Calvin’s career is one that has traversed many spaces. A trained interdisciplinary artist who works as a freelance producer, director, writer, actor/performer, choreographer, fieldworker, dramaturg, curator, and arts administrator for various companies, organisations, and institutions including William Kentridge’s The Centre for the Less Good Idea, Ratladi is well-known for his adaptability and advocacy of identity, politics of the body in post-coloniality, and giving voice to people living with disabilities. 

Calvin Ratladi: People with disabilities have been excluded from participating in society – this history of people living with disability is also unwritten. A Gathering becomes that opportunity to come and reclaim and resuscitate and archive that which we’ve been denied to have in history. In my career, I’ve never done ‘inclusive’ work – I’ve negotiated my body without negotiating to exist. It goes back to my practice – I’ve managed as an artist to not be seen as a disabled artist especially when I’m on stage – I’m able to swallow my body, to be seen as human, and bring it where it needs to be as a magical realistic being, or as a metaphor.

The Johannesburg curation is a physical extension of connecting Sub-Saharan African artists living with disabilities on a series of workshops, masterclasses, conversations (podcasts), collaborations, writings, and producing of new work developed within the framework of archiving ‘Arts, Disability, Performances’ research.

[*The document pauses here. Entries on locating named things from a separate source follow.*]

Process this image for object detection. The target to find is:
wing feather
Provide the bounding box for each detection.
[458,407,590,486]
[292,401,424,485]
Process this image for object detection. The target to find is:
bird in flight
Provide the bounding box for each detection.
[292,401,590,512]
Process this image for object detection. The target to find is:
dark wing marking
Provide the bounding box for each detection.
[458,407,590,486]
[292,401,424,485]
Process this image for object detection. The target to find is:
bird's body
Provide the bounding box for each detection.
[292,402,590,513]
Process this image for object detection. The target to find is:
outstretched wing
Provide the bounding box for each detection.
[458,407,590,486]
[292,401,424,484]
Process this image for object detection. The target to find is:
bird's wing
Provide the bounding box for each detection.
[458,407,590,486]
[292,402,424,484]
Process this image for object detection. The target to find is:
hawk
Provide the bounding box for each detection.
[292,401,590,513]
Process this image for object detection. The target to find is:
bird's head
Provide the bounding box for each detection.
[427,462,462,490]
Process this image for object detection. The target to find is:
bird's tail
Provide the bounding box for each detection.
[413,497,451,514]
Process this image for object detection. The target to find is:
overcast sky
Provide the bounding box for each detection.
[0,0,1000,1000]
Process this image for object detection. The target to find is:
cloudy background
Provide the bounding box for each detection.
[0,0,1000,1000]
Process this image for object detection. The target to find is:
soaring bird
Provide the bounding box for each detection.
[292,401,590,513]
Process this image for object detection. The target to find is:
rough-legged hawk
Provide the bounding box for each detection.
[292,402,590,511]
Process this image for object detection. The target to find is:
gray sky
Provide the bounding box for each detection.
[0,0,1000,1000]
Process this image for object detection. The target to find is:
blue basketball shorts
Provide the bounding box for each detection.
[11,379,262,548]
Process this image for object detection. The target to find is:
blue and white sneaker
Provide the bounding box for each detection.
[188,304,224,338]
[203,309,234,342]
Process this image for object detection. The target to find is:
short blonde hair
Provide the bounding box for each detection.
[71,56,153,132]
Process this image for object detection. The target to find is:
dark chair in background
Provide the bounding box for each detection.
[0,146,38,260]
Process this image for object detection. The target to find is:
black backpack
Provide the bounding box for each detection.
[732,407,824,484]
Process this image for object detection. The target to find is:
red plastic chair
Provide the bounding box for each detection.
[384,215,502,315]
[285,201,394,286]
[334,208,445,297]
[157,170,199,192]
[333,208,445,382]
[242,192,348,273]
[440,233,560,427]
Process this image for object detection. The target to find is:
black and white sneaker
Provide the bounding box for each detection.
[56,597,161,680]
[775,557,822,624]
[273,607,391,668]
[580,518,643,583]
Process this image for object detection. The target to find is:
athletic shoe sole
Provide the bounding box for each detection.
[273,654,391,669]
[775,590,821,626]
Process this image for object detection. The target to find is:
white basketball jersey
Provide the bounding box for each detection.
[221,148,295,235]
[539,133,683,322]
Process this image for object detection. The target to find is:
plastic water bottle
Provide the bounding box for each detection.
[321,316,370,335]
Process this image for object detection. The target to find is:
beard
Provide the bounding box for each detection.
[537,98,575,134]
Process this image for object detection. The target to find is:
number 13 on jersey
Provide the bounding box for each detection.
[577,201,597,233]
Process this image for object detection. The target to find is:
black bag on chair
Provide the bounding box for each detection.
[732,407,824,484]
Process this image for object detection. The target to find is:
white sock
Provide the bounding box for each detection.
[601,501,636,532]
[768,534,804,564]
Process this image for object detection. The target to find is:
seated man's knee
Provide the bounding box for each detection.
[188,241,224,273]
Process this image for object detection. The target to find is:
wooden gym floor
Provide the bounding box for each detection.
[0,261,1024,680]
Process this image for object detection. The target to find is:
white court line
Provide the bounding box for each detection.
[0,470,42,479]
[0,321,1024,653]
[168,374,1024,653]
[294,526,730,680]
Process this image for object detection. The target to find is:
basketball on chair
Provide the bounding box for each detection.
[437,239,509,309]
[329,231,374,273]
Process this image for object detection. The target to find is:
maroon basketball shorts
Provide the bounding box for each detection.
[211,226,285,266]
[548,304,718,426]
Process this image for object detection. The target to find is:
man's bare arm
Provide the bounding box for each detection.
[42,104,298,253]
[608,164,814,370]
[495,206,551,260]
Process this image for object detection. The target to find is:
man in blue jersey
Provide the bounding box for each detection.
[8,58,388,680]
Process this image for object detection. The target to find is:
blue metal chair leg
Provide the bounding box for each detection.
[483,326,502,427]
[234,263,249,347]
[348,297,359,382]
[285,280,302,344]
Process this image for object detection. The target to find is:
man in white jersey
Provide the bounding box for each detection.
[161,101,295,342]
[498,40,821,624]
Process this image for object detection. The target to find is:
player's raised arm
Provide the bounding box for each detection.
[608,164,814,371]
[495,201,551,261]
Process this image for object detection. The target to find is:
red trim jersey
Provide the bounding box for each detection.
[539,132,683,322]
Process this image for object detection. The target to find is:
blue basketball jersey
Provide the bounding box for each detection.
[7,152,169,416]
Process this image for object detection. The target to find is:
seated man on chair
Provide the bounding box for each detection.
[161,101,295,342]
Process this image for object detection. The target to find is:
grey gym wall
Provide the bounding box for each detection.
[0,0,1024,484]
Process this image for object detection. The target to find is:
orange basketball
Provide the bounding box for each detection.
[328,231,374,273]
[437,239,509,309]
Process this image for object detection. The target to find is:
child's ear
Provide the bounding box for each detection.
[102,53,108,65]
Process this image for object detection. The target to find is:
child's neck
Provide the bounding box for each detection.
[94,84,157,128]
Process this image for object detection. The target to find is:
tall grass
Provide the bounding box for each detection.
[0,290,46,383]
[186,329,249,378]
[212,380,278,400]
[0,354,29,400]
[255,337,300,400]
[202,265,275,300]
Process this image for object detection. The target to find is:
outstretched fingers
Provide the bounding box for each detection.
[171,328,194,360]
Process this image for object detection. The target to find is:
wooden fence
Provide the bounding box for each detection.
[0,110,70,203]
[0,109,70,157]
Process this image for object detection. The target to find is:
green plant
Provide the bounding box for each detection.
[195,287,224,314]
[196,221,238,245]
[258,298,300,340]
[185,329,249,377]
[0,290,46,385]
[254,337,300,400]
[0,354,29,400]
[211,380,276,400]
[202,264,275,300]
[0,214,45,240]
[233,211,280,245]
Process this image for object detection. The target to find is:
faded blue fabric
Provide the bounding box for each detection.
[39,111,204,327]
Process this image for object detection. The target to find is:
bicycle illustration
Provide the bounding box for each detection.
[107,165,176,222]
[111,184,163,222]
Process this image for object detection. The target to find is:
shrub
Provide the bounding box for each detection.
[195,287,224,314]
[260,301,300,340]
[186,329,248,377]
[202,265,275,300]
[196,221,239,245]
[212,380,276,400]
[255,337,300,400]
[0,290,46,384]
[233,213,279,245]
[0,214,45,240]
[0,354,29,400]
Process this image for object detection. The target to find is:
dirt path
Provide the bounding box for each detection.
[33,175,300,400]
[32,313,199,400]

The project is conceived as an experimental, performative, and playful space for exchange and dialogue between artists and thinkers whose practices are devoted to social justice and disability. When we talk about Calvin’s own artistic process, he shares what he has learned about his own craft.

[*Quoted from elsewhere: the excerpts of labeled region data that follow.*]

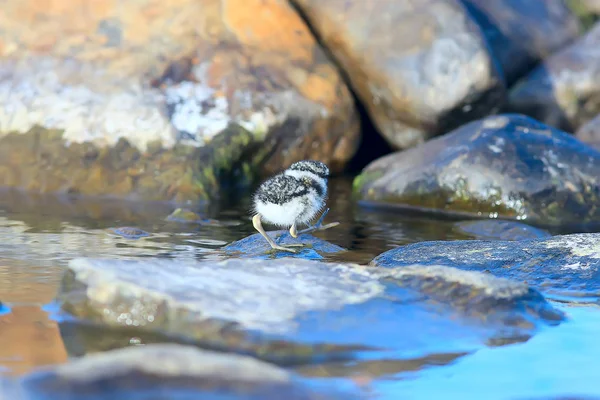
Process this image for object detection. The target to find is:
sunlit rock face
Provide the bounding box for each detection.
[0,0,359,203]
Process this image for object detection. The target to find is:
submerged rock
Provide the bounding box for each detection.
[223,230,346,259]
[371,233,600,301]
[59,258,562,365]
[575,114,600,149]
[293,0,505,149]
[462,0,581,86]
[109,226,150,239]
[166,208,241,226]
[354,114,600,226]
[455,219,552,240]
[377,265,564,328]
[16,344,355,400]
[508,23,600,132]
[0,0,359,203]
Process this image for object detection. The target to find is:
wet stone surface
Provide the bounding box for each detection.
[354,114,600,227]
[293,0,506,149]
[507,23,600,132]
[58,258,563,372]
[462,0,581,86]
[371,233,600,302]
[575,114,600,149]
[455,219,552,240]
[223,230,346,260]
[16,344,358,400]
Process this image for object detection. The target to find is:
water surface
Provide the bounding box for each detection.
[0,179,600,399]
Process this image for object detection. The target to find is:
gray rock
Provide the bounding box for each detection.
[507,23,600,132]
[354,114,600,227]
[293,0,505,149]
[371,233,600,299]
[376,265,564,327]
[20,344,355,400]
[462,0,581,86]
[455,219,552,240]
[59,258,562,365]
[223,230,346,260]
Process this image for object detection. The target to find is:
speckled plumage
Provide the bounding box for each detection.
[254,160,329,227]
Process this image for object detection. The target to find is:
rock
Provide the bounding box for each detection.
[166,208,241,226]
[462,0,581,86]
[567,0,600,30]
[19,344,357,400]
[293,0,505,149]
[575,114,600,149]
[456,219,552,240]
[223,230,346,260]
[58,258,562,365]
[507,23,600,132]
[0,0,359,203]
[354,114,600,226]
[377,265,564,327]
[109,226,150,239]
[370,233,600,298]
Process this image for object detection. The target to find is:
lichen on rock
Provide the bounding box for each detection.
[0,0,359,203]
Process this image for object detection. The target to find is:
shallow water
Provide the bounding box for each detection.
[0,179,600,399]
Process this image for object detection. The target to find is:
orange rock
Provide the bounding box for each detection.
[0,0,359,201]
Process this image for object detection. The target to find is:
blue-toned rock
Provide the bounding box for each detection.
[109,226,150,239]
[506,22,600,132]
[462,0,581,86]
[455,219,552,240]
[19,344,358,400]
[354,114,600,230]
[223,230,346,260]
[58,258,564,369]
[370,233,600,301]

Calvin Ratladi: I take the position of being a student first. I go back and try to make connections, based on embodied experiences and where I fit in within the socio-political environment we exist. (I ask), how do I also become genuine to myself, to my experiences? What makes a great director? What makes you think your take is special? That’s when you need to tap into your embodied experience, your lens, how you view the world, and bring it in such a way you are genuine – and that we can be taken on a journey.

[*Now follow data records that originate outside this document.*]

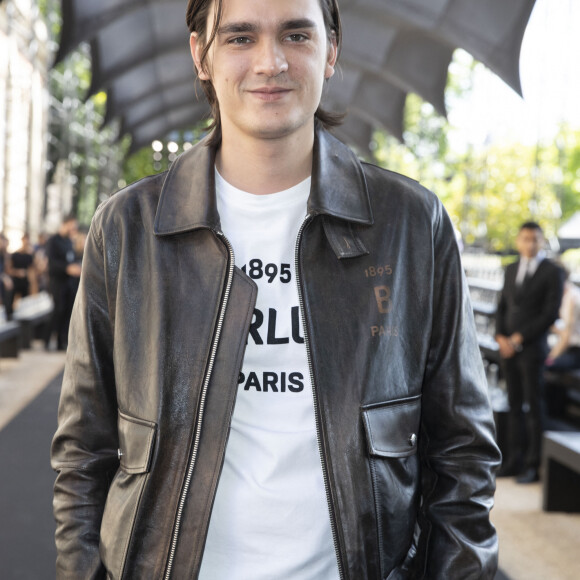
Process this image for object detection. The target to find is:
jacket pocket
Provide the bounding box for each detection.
[100,412,157,580]
[118,411,157,473]
[361,395,421,578]
[362,395,421,457]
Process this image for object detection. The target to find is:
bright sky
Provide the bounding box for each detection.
[448,0,580,146]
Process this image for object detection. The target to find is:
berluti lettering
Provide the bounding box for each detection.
[364,264,399,337]
[238,372,304,393]
[250,306,304,344]
[375,286,393,314]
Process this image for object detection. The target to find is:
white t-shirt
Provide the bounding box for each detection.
[199,171,339,580]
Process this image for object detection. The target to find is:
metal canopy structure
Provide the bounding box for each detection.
[57,0,535,151]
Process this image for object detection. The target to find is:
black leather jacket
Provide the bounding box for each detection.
[52,131,500,580]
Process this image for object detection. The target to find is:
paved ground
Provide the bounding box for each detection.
[0,344,580,580]
[0,344,64,580]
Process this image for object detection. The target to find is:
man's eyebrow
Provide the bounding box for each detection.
[218,22,258,34]
[280,18,316,30]
[218,18,316,34]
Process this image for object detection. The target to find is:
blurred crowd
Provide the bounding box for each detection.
[0,216,86,350]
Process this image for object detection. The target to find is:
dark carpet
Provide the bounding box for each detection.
[0,374,509,580]
[0,374,62,580]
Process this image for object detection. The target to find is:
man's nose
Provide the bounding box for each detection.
[254,40,288,77]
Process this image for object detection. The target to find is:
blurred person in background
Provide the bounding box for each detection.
[10,233,37,304]
[34,232,49,292]
[495,222,563,483]
[0,233,14,320]
[46,216,81,350]
[546,270,580,372]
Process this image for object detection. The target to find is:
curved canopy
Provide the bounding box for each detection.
[57,0,535,151]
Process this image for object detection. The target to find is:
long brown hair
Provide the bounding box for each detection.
[185,0,344,147]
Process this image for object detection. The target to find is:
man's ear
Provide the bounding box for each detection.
[324,34,338,79]
[189,32,209,81]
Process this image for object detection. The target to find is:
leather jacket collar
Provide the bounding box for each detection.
[154,128,373,236]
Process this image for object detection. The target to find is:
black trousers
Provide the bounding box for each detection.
[502,346,545,469]
[46,279,74,350]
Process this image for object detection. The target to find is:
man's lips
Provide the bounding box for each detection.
[249,87,292,101]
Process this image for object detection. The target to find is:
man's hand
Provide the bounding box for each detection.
[495,334,516,358]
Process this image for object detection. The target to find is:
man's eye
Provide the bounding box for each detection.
[228,36,250,44]
[288,32,308,42]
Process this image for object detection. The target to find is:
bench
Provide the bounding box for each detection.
[544,369,580,429]
[12,292,54,348]
[542,431,580,512]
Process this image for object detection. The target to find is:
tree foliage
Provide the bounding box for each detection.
[374,54,580,252]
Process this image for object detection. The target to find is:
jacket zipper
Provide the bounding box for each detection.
[164,232,235,580]
[295,216,345,580]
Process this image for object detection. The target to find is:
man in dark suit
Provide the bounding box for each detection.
[495,222,563,483]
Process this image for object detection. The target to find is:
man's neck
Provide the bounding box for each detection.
[216,124,314,195]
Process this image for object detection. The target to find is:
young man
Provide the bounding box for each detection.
[495,222,564,483]
[53,0,499,580]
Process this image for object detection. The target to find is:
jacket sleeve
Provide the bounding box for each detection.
[51,214,119,580]
[520,264,564,344]
[420,204,501,580]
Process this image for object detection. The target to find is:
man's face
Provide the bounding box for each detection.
[62,220,78,238]
[516,228,544,258]
[191,0,336,139]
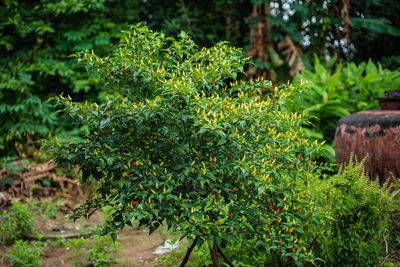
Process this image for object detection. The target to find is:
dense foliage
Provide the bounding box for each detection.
[0,0,145,155]
[162,160,399,267]
[291,58,400,163]
[310,158,399,266]
[0,0,400,160]
[44,26,319,266]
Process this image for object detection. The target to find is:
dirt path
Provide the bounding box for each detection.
[0,206,178,267]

I’m intrigued by the choice behind the word Gathering. When Calvin explains, the vision that underpins his approach shines through.

Calvin Ratladi: The intention behind calling it a gathering – when we gather in Africa, we gather for sacred, ritualistic, ceremonial purposes – and this is no different – in this case we are coming to be in a ritual where we negotiate ourselves back into the concept of humanity.  When we come to be together, we come for these reasons. We are not here to beg you – please come and co-coexist with people with disabilities. You are coming to see people living with disability in their excellence. The biggest dream of this gathering, is the book that emerges…scholars are invited to sit in and contribute – every year a gathering creates a book to create something tangible for the archive. It’s a beautiful project.

About the project

“A Gathering in a Better World” (TGIABW) will host interdisciplinary series of workshops and masterclasses for a period of 5 days from 1st to 5th March, 2023. These Workshops and Masterclasses are aimed at artists, thinkers, and practitioners who are interested in all-inclusive practice and performance. The TGIABW has invited and outsourced artists and practitioners from a diverse array of fields to be part of the programme. The programme of workshops and masterclasses will explore theatre-making, writing, choreography, design, movement, and dance, amongst other disciplines. The programme will be presented by reputable practitioners and educators from South Africa and Mozambique. The intended outcome is a presentation of a concept for a new live performance developed during Workshops and Masterclasses, to be presented at a Public Showing. This presentation features seasoned artists such as Hlengiwe Lushaba Madlala, Chuma Sopotela, Nadine McKenzie, Andile Vellem, Teresa Phuti, Thulane Chauke, Nceba Gongxeka, Sello Sebotsane, Anathi Conjwa, Siphenati Mayekiso, and Calvin Ratladi.